Barzun is one of the most erudite writers I have ever read. This New Yorker article describes Barzun's routine as he approached his 100th birthday in 2007, and comments on the range of his interests and knowledge:
"(Barzun's) idea of celebrating his centenary is to put the finishing touches on his thirty-eighth book (not counting translations). Among his areas of expertise are French and German literature, music, education, ghost stories, detective fiction, language, and etymology."
Here are a few excerpts from what I've read so far:
Anything that can be said about the good letters implies the book, the printed book. To be sure, new ideas and discoveries did spread among the clerisy before its advent, but diffusion of manuscripts is chancy and slow. Copying by hand is the mother of error, and circulation is limited by cost. ...Speed in the propagation of ideas generates a heightened excitement. ...To the modern lover of books, the product of the press is an object that arouses deep feelings, and looking Durer's charcoal drawing of hands holding a book, one likes to think the artist felt the same attachment. The book, like the bicycle, is a perfect form.
...The first generation of international publishers did not merely make and sell books; they were scholars and patrons who translated the classics, nurtured their authors, and wrote original works. Their continual redesigning of letter forms gave rise to the new art of typography.

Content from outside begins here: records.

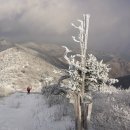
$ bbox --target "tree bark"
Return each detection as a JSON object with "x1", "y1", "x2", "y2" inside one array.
[
  {"x1": 82, "y1": 101, "x2": 93, "y2": 130},
  {"x1": 74, "y1": 93, "x2": 82, "y2": 130}
]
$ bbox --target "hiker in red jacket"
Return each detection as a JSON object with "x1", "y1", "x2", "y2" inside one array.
[{"x1": 27, "y1": 87, "x2": 31, "y2": 94}]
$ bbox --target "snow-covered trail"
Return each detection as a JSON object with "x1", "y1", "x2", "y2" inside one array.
[{"x1": 0, "y1": 92, "x2": 74, "y2": 130}]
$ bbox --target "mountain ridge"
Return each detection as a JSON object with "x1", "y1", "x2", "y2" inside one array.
[{"x1": 0, "y1": 46, "x2": 60, "y2": 96}]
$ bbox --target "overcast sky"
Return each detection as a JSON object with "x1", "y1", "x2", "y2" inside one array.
[{"x1": 0, "y1": 0, "x2": 130, "y2": 53}]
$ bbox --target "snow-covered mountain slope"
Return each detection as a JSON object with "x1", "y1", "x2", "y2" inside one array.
[
  {"x1": 24, "y1": 42, "x2": 130, "y2": 77},
  {"x1": 23, "y1": 42, "x2": 68, "y2": 69},
  {"x1": 1, "y1": 40, "x2": 130, "y2": 78},
  {"x1": 0, "y1": 46, "x2": 61, "y2": 96},
  {"x1": 0, "y1": 92, "x2": 74, "y2": 130}
]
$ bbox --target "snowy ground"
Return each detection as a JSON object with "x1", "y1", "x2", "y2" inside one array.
[{"x1": 0, "y1": 92, "x2": 74, "y2": 130}]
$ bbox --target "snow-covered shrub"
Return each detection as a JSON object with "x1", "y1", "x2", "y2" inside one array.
[
  {"x1": 42, "y1": 84, "x2": 75, "y2": 120},
  {"x1": 52, "y1": 99, "x2": 74, "y2": 121},
  {"x1": 41, "y1": 85, "x2": 56, "y2": 97},
  {"x1": 53, "y1": 104, "x2": 70, "y2": 121},
  {"x1": 91, "y1": 88, "x2": 130, "y2": 130},
  {"x1": 49, "y1": 96, "x2": 74, "y2": 121},
  {"x1": 41, "y1": 84, "x2": 67, "y2": 97},
  {"x1": 47, "y1": 94, "x2": 65, "y2": 107},
  {"x1": 0, "y1": 85, "x2": 15, "y2": 97}
]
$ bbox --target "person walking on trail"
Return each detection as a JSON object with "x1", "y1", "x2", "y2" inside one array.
[{"x1": 27, "y1": 86, "x2": 31, "y2": 94}]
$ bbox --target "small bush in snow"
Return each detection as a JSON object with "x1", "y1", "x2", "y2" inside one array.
[
  {"x1": 47, "y1": 94, "x2": 65, "y2": 107},
  {"x1": 53, "y1": 105, "x2": 67, "y2": 121},
  {"x1": 91, "y1": 88, "x2": 130, "y2": 130},
  {"x1": 42, "y1": 84, "x2": 75, "y2": 120}
]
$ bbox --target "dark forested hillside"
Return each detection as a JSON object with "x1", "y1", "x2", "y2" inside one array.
[{"x1": 114, "y1": 75, "x2": 130, "y2": 89}]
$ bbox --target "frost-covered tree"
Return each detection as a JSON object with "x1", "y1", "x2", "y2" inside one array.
[
  {"x1": 62, "y1": 14, "x2": 118, "y2": 93},
  {"x1": 63, "y1": 47, "x2": 118, "y2": 92},
  {"x1": 62, "y1": 14, "x2": 118, "y2": 130}
]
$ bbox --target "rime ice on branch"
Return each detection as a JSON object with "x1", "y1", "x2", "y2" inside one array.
[{"x1": 63, "y1": 14, "x2": 118, "y2": 92}]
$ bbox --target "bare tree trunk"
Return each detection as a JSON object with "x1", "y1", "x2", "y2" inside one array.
[
  {"x1": 87, "y1": 102, "x2": 93, "y2": 130},
  {"x1": 82, "y1": 101, "x2": 93, "y2": 130},
  {"x1": 74, "y1": 93, "x2": 78, "y2": 130},
  {"x1": 74, "y1": 93, "x2": 82, "y2": 130},
  {"x1": 81, "y1": 73, "x2": 85, "y2": 95}
]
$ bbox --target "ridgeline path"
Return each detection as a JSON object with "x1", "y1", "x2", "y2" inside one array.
[{"x1": 0, "y1": 92, "x2": 73, "y2": 130}]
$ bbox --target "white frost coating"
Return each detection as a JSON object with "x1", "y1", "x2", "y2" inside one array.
[
  {"x1": 72, "y1": 36, "x2": 80, "y2": 43},
  {"x1": 53, "y1": 69, "x2": 62, "y2": 75},
  {"x1": 85, "y1": 54, "x2": 118, "y2": 91},
  {"x1": 71, "y1": 14, "x2": 90, "y2": 67},
  {"x1": 62, "y1": 14, "x2": 118, "y2": 92},
  {"x1": 63, "y1": 45, "x2": 118, "y2": 91},
  {"x1": 62, "y1": 46, "x2": 72, "y2": 65},
  {"x1": 44, "y1": 77, "x2": 54, "y2": 85}
]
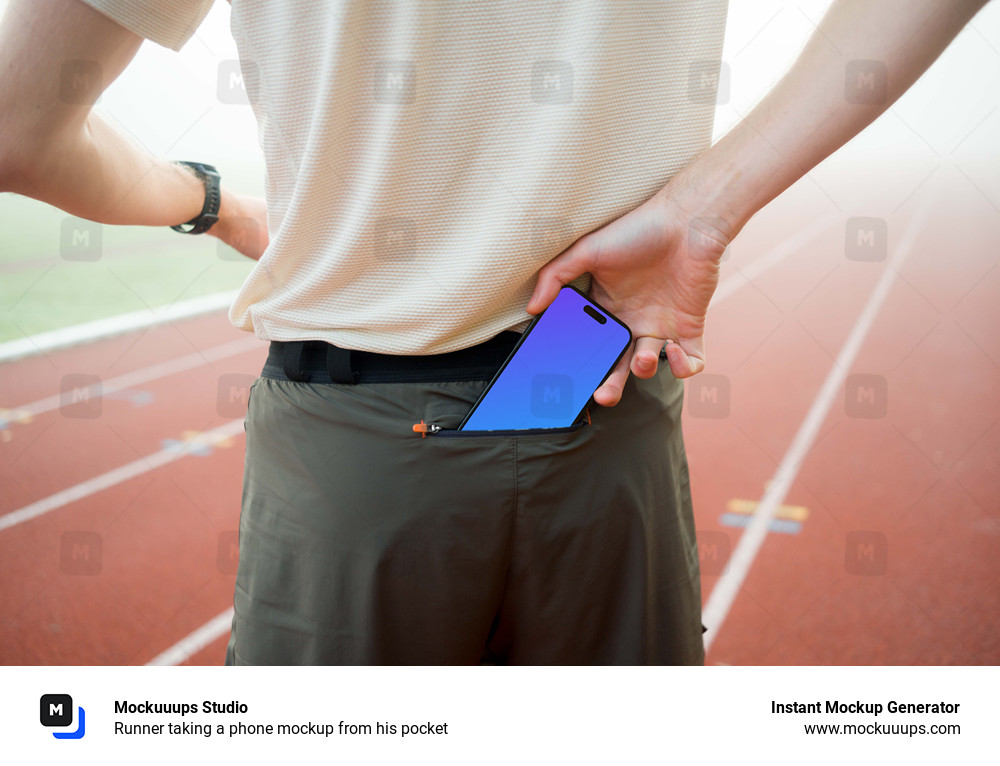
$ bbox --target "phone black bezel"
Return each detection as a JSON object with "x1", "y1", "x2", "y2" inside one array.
[{"x1": 457, "y1": 284, "x2": 633, "y2": 430}]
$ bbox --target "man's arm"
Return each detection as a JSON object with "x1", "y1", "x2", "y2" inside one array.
[
  {"x1": 0, "y1": 0, "x2": 266, "y2": 258},
  {"x1": 528, "y1": 0, "x2": 990, "y2": 405},
  {"x1": 670, "y1": 0, "x2": 989, "y2": 238}
]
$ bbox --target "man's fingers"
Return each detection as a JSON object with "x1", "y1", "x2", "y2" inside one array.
[
  {"x1": 593, "y1": 340, "x2": 633, "y2": 406},
  {"x1": 630, "y1": 336, "x2": 665, "y2": 378},
  {"x1": 664, "y1": 339, "x2": 705, "y2": 379},
  {"x1": 526, "y1": 241, "x2": 589, "y2": 314},
  {"x1": 595, "y1": 336, "x2": 704, "y2": 405}
]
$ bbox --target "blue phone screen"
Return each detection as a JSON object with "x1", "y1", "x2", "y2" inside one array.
[{"x1": 461, "y1": 287, "x2": 631, "y2": 430}]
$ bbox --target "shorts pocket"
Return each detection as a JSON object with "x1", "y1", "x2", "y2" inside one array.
[
  {"x1": 416, "y1": 404, "x2": 593, "y2": 439},
  {"x1": 431, "y1": 421, "x2": 589, "y2": 438}
]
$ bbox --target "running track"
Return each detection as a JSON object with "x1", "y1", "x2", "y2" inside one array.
[{"x1": 1, "y1": 170, "x2": 998, "y2": 665}]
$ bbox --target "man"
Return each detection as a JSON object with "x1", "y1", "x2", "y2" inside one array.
[{"x1": 0, "y1": 0, "x2": 988, "y2": 664}]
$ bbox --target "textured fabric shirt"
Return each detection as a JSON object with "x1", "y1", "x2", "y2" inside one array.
[{"x1": 82, "y1": 0, "x2": 728, "y2": 354}]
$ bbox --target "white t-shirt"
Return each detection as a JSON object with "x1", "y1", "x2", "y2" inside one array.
[{"x1": 83, "y1": 0, "x2": 727, "y2": 354}]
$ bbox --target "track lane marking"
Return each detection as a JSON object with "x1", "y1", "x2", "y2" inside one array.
[
  {"x1": 2, "y1": 336, "x2": 263, "y2": 420},
  {"x1": 0, "y1": 420, "x2": 246, "y2": 532},
  {"x1": 146, "y1": 608, "x2": 235, "y2": 666},
  {"x1": 713, "y1": 213, "x2": 840, "y2": 303},
  {"x1": 726, "y1": 498, "x2": 809, "y2": 521},
  {"x1": 701, "y1": 194, "x2": 932, "y2": 653},
  {"x1": 0, "y1": 290, "x2": 240, "y2": 363}
]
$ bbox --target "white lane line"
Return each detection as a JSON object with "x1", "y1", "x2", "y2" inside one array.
[
  {"x1": 0, "y1": 419, "x2": 246, "y2": 532},
  {"x1": 146, "y1": 608, "x2": 235, "y2": 666},
  {"x1": 4, "y1": 336, "x2": 263, "y2": 419},
  {"x1": 0, "y1": 290, "x2": 239, "y2": 364},
  {"x1": 713, "y1": 213, "x2": 841, "y2": 303},
  {"x1": 702, "y1": 194, "x2": 932, "y2": 653}
]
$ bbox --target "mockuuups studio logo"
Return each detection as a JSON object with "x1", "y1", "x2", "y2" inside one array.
[
  {"x1": 845, "y1": 60, "x2": 887, "y2": 105},
  {"x1": 531, "y1": 60, "x2": 573, "y2": 104},
  {"x1": 687, "y1": 374, "x2": 730, "y2": 418},
  {"x1": 687, "y1": 59, "x2": 729, "y2": 105},
  {"x1": 845, "y1": 374, "x2": 887, "y2": 418},
  {"x1": 60, "y1": 217, "x2": 102, "y2": 261},
  {"x1": 218, "y1": 59, "x2": 250, "y2": 105},
  {"x1": 697, "y1": 530, "x2": 731, "y2": 576},
  {"x1": 530, "y1": 373, "x2": 573, "y2": 419},
  {"x1": 216, "y1": 373, "x2": 255, "y2": 418},
  {"x1": 845, "y1": 217, "x2": 887, "y2": 261},
  {"x1": 373, "y1": 216, "x2": 419, "y2": 261},
  {"x1": 59, "y1": 60, "x2": 102, "y2": 105},
  {"x1": 374, "y1": 59, "x2": 416, "y2": 104},
  {"x1": 40, "y1": 694, "x2": 86, "y2": 739}
]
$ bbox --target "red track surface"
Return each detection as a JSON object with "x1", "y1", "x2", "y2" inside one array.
[{"x1": 1, "y1": 173, "x2": 998, "y2": 665}]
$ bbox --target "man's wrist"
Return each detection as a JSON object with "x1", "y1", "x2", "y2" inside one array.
[{"x1": 657, "y1": 152, "x2": 759, "y2": 245}]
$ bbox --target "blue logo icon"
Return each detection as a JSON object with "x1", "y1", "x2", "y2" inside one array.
[
  {"x1": 530, "y1": 373, "x2": 574, "y2": 419},
  {"x1": 40, "y1": 694, "x2": 86, "y2": 739}
]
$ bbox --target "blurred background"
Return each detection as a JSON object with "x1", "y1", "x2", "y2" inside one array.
[{"x1": 1, "y1": 0, "x2": 998, "y2": 664}]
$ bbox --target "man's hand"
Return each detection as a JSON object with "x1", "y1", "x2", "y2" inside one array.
[
  {"x1": 210, "y1": 192, "x2": 269, "y2": 261},
  {"x1": 527, "y1": 188, "x2": 729, "y2": 406}
]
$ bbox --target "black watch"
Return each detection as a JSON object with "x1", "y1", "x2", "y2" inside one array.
[{"x1": 171, "y1": 161, "x2": 221, "y2": 234}]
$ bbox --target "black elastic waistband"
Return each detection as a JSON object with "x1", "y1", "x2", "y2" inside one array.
[{"x1": 262, "y1": 331, "x2": 523, "y2": 384}]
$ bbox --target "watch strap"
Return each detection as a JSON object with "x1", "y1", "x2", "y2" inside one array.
[{"x1": 171, "y1": 161, "x2": 221, "y2": 235}]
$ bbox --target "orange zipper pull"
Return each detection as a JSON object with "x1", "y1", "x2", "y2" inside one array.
[{"x1": 412, "y1": 420, "x2": 441, "y2": 437}]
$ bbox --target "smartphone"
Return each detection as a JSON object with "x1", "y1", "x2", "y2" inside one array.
[{"x1": 459, "y1": 285, "x2": 632, "y2": 431}]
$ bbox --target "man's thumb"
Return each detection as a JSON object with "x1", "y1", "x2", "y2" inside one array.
[{"x1": 526, "y1": 244, "x2": 588, "y2": 314}]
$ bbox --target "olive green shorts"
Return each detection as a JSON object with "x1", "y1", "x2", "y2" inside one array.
[{"x1": 225, "y1": 361, "x2": 703, "y2": 665}]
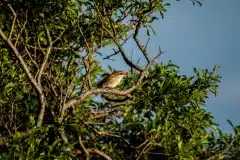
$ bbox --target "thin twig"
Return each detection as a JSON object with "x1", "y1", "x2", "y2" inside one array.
[
  {"x1": 36, "y1": 24, "x2": 53, "y2": 125},
  {"x1": 15, "y1": 10, "x2": 28, "y2": 46},
  {"x1": 152, "y1": 47, "x2": 165, "y2": 63},
  {"x1": 136, "y1": 142, "x2": 152, "y2": 160},
  {"x1": 52, "y1": 26, "x2": 68, "y2": 44},
  {"x1": 7, "y1": 4, "x2": 17, "y2": 40},
  {"x1": 37, "y1": 24, "x2": 52, "y2": 85},
  {"x1": 24, "y1": 45, "x2": 39, "y2": 69},
  {"x1": 83, "y1": 56, "x2": 92, "y2": 89},
  {"x1": 60, "y1": 66, "x2": 82, "y2": 118},
  {"x1": 93, "y1": 1, "x2": 144, "y2": 71},
  {"x1": 144, "y1": 38, "x2": 150, "y2": 51},
  {"x1": 103, "y1": 49, "x2": 119, "y2": 60},
  {"x1": 0, "y1": 29, "x2": 45, "y2": 126},
  {"x1": 79, "y1": 136, "x2": 90, "y2": 160},
  {"x1": 78, "y1": 24, "x2": 91, "y2": 53},
  {"x1": 102, "y1": 24, "x2": 144, "y2": 71},
  {"x1": 133, "y1": 20, "x2": 151, "y2": 63},
  {"x1": 78, "y1": 24, "x2": 92, "y2": 90},
  {"x1": 108, "y1": 17, "x2": 116, "y2": 37},
  {"x1": 88, "y1": 148, "x2": 112, "y2": 160},
  {"x1": 37, "y1": 36, "x2": 46, "y2": 55},
  {"x1": 27, "y1": 44, "x2": 69, "y2": 51}
]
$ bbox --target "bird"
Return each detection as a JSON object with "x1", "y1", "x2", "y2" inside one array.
[{"x1": 97, "y1": 71, "x2": 128, "y2": 88}]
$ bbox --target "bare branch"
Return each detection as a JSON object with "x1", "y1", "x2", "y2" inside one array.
[
  {"x1": 37, "y1": 36, "x2": 46, "y2": 55},
  {"x1": 83, "y1": 56, "x2": 92, "y2": 89},
  {"x1": 52, "y1": 27, "x2": 68, "y2": 44},
  {"x1": 0, "y1": 31, "x2": 44, "y2": 118},
  {"x1": 7, "y1": 4, "x2": 17, "y2": 40},
  {"x1": 88, "y1": 109, "x2": 122, "y2": 120},
  {"x1": 78, "y1": 103, "x2": 124, "y2": 120},
  {"x1": 103, "y1": 49, "x2": 119, "y2": 60},
  {"x1": 78, "y1": 24, "x2": 91, "y2": 53},
  {"x1": 15, "y1": 10, "x2": 28, "y2": 46},
  {"x1": 37, "y1": 24, "x2": 52, "y2": 85},
  {"x1": 152, "y1": 47, "x2": 164, "y2": 63},
  {"x1": 136, "y1": 142, "x2": 152, "y2": 160},
  {"x1": 116, "y1": 8, "x2": 129, "y2": 23},
  {"x1": 79, "y1": 136, "x2": 90, "y2": 160},
  {"x1": 108, "y1": 17, "x2": 116, "y2": 37},
  {"x1": 88, "y1": 148, "x2": 112, "y2": 160},
  {"x1": 36, "y1": 24, "x2": 53, "y2": 125},
  {"x1": 131, "y1": 0, "x2": 160, "y2": 65},
  {"x1": 93, "y1": 2, "x2": 144, "y2": 71},
  {"x1": 78, "y1": 23, "x2": 92, "y2": 90},
  {"x1": 63, "y1": 67, "x2": 149, "y2": 111},
  {"x1": 133, "y1": 20, "x2": 151, "y2": 63},
  {"x1": 24, "y1": 45, "x2": 39, "y2": 69},
  {"x1": 27, "y1": 44, "x2": 69, "y2": 51},
  {"x1": 102, "y1": 24, "x2": 144, "y2": 71},
  {"x1": 145, "y1": 38, "x2": 150, "y2": 51},
  {"x1": 61, "y1": 65, "x2": 82, "y2": 117}
]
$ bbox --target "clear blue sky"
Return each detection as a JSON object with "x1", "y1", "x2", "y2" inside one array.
[{"x1": 98, "y1": 0, "x2": 240, "y2": 132}]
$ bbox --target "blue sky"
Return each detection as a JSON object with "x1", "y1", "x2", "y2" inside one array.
[
  {"x1": 98, "y1": 0, "x2": 240, "y2": 132},
  {"x1": 154, "y1": 0, "x2": 240, "y2": 133}
]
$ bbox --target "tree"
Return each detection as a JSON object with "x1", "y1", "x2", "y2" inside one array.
[{"x1": 0, "y1": 0, "x2": 239, "y2": 159}]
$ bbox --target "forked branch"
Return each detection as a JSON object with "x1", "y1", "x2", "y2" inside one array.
[
  {"x1": 0, "y1": 5, "x2": 46, "y2": 126},
  {"x1": 61, "y1": 66, "x2": 149, "y2": 117}
]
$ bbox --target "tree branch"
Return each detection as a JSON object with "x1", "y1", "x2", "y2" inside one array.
[
  {"x1": 78, "y1": 23, "x2": 92, "y2": 90},
  {"x1": 52, "y1": 26, "x2": 68, "y2": 44},
  {"x1": 15, "y1": 10, "x2": 28, "y2": 46},
  {"x1": 79, "y1": 136, "x2": 90, "y2": 160},
  {"x1": 93, "y1": 2, "x2": 144, "y2": 71},
  {"x1": 0, "y1": 29, "x2": 45, "y2": 126},
  {"x1": 37, "y1": 24, "x2": 52, "y2": 85},
  {"x1": 62, "y1": 67, "x2": 149, "y2": 113},
  {"x1": 88, "y1": 148, "x2": 112, "y2": 160},
  {"x1": 83, "y1": 56, "x2": 92, "y2": 90},
  {"x1": 103, "y1": 49, "x2": 119, "y2": 60},
  {"x1": 24, "y1": 45, "x2": 39, "y2": 69},
  {"x1": 35, "y1": 24, "x2": 53, "y2": 125},
  {"x1": 101, "y1": 23, "x2": 144, "y2": 71},
  {"x1": 7, "y1": 4, "x2": 17, "y2": 40},
  {"x1": 133, "y1": 20, "x2": 151, "y2": 63}
]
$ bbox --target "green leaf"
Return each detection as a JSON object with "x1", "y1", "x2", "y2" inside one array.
[
  {"x1": 5, "y1": 82, "x2": 14, "y2": 89},
  {"x1": 159, "y1": 11, "x2": 165, "y2": 19},
  {"x1": 102, "y1": 143, "x2": 108, "y2": 150},
  {"x1": 29, "y1": 116, "x2": 35, "y2": 126},
  {"x1": 148, "y1": 25, "x2": 156, "y2": 36}
]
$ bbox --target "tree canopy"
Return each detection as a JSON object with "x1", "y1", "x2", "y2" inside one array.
[{"x1": 0, "y1": 0, "x2": 239, "y2": 159}]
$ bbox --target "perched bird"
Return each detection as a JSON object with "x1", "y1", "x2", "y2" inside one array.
[{"x1": 97, "y1": 71, "x2": 128, "y2": 88}]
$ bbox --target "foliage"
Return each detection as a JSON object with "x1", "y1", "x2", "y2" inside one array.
[{"x1": 0, "y1": 0, "x2": 239, "y2": 160}]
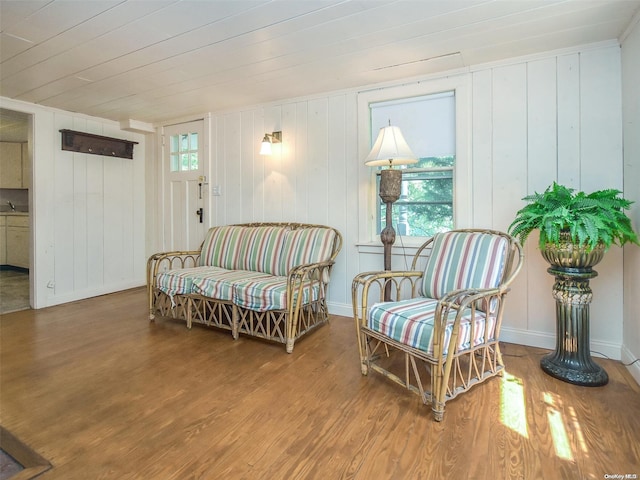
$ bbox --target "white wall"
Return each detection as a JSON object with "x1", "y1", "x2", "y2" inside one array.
[
  {"x1": 172, "y1": 41, "x2": 632, "y2": 360},
  {"x1": 470, "y1": 44, "x2": 625, "y2": 358},
  {"x1": 621, "y1": 16, "x2": 640, "y2": 383},
  {"x1": 0, "y1": 97, "x2": 147, "y2": 308}
]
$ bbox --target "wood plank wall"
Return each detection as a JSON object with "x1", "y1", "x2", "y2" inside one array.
[
  {"x1": 197, "y1": 43, "x2": 626, "y2": 358},
  {"x1": 49, "y1": 114, "x2": 146, "y2": 305},
  {"x1": 621, "y1": 17, "x2": 640, "y2": 382},
  {"x1": 0, "y1": 98, "x2": 148, "y2": 309}
]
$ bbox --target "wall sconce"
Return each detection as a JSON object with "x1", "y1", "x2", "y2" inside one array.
[{"x1": 260, "y1": 131, "x2": 282, "y2": 155}]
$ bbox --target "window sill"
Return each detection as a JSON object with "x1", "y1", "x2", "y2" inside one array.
[{"x1": 356, "y1": 238, "x2": 427, "y2": 256}]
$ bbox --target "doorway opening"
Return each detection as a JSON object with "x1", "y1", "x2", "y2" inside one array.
[{"x1": 0, "y1": 108, "x2": 32, "y2": 314}]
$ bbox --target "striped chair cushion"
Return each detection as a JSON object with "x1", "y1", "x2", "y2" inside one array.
[
  {"x1": 233, "y1": 276, "x2": 320, "y2": 312},
  {"x1": 368, "y1": 297, "x2": 497, "y2": 356},
  {"x1": 191, "y1": 270, "x2": 273, "y2": 302},
  {"x1": 274, "y1": 227, "x2": 336, "y2": 276},
  {"x1": 199, "y1": 226, "x2": 289, "y2": 275},
  {"x1": 156, "y1": 266, "x2": 225, "y2": 298},
  {"x1": 421, "y1": 231, "x2": 508, "y2": 300}
]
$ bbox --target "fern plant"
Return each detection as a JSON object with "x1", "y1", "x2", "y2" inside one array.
[{"x1": 508, "y1": 182, "x2": 639, "y2": 252}]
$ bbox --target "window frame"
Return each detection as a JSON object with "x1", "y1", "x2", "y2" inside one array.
[{"x1": 357, "y1": 75, "x2": 471, "y2": 248}]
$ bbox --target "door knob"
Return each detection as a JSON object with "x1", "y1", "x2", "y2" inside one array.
[{"x1": 196, "y1": 208, "x2": 203, "y2": 223}]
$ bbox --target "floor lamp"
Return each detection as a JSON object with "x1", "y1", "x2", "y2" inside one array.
[{"x1": 364, "y1": 124, "x2": 417, "y2": 298}]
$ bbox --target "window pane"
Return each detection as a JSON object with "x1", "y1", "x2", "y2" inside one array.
[
  {"x1": 170, "y1": 153, "x2": 179, "y2": 172},
  {"x1": 181, "y1": 153, "x2": 189, "y2": 171},
  {"x1": 180, "y1": 134, "x2": 188, "y2": 151},
  {"x1": 376, "y1": 158, "x2": 454, "y2": 237},
  {"x1": 400, "y1": 170, "x2": 453, "y2": 236},
  {"x1": 190, "y1": 132, "x2": 198, "y2": 150},
  {"x1": 190, "y1": 152, "x2": 198, "y2": 170},
  {"x1": 170, "y1": 135, "x2": 179, "y2": 154}
]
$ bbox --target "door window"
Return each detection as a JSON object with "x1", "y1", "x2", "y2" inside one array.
[{"x1": 169, "y1": 132, "x2": 199, "y2": 172}]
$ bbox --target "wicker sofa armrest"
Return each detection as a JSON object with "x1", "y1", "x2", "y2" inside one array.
[{"x1": 146, "y1": 250, "x2": 201, "y2": 319}]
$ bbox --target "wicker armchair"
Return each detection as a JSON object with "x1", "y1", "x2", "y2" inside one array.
[{"x1": 352, "y1": 229, "x2": 524, "y2": 421}]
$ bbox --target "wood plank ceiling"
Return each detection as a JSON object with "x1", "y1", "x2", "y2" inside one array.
[{"x1": 1, "y1": 0, "x2": 639, "y2": 125}]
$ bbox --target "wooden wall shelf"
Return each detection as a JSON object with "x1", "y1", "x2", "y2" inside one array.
[{"x1": 60, "y1": 129, "x2": 138, "y2": 159}]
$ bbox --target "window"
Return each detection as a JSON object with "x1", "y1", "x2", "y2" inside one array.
[
  {"x1": 169, "y1": 132, "x2": 199, "y2": 172},
  {"x1": 370, "y1": 92, "x2": 456, "y2": 237}
]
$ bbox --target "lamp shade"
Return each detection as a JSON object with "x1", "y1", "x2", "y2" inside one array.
[
  {"x1": 260, "y1": 135, "x2": 272, "y2": 155},
  {"x1": 364, "y1": 125, "x2": 418, "y2": 167}
]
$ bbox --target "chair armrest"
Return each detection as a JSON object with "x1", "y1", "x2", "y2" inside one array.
[
  {"x1": 431, "y1": 286, "x2": 509, "y2": 358},
  {"x1": 352, "y1": 270, "x2": 424, "y2": 324},
  {"x1": 438, "y1": 286, "x2": 503, "y2": 306}
]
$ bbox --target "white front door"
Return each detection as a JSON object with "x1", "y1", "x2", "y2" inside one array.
[{"x1": 162, "y1": 120, "x2": 206, "y2": 251}]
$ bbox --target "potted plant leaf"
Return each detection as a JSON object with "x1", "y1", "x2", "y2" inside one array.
[{"x1": 508, "y1": 182, "x2": 638, "y2": 386}]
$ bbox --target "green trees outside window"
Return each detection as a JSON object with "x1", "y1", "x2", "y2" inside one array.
[{"x1": 377, "y1": 156, "x2": 454, "y2": 237}]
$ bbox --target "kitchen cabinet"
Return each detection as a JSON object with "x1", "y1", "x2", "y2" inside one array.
[
  {"x1": 0, "y1": 143, "x2": 23, "y2": 188},
  {"x1": 6, "y1": 215, "x2": 29, "y2": 268}
]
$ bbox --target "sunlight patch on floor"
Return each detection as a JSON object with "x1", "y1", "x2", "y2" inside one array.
[
  {"x1": 544, "y1": 392, "x2": 574, "y2": 461},
  {"x1": 500, "y1": 371, "x2": 528, "y2": 438},
  {"x1": 568, "y1": 405, "x2": 589, "y2": 454}
]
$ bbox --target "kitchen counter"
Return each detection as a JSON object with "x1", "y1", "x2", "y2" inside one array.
[{"x1": 0, "y1": 213, "x2": 29, "y2": 268}]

...People were now reading silently and alone. ...Books, books everywhere, like home computers today. ...Print brought a greater exactness to the scholarly exchange of ideas - all copies are alike; a page reference can kill an argument by confounding one's opponent out of his own words. A price is paid for this convenience: the book has weakened the memory, individual and collective, and divided the House of Intellect into many small flats, the multiplying specialties. In the flood of material within even one field, the scholar is overwhelmed. The time is gone when the classical scholar could be sure that he had 'covered the literature' of his subject, the sources being finite in number.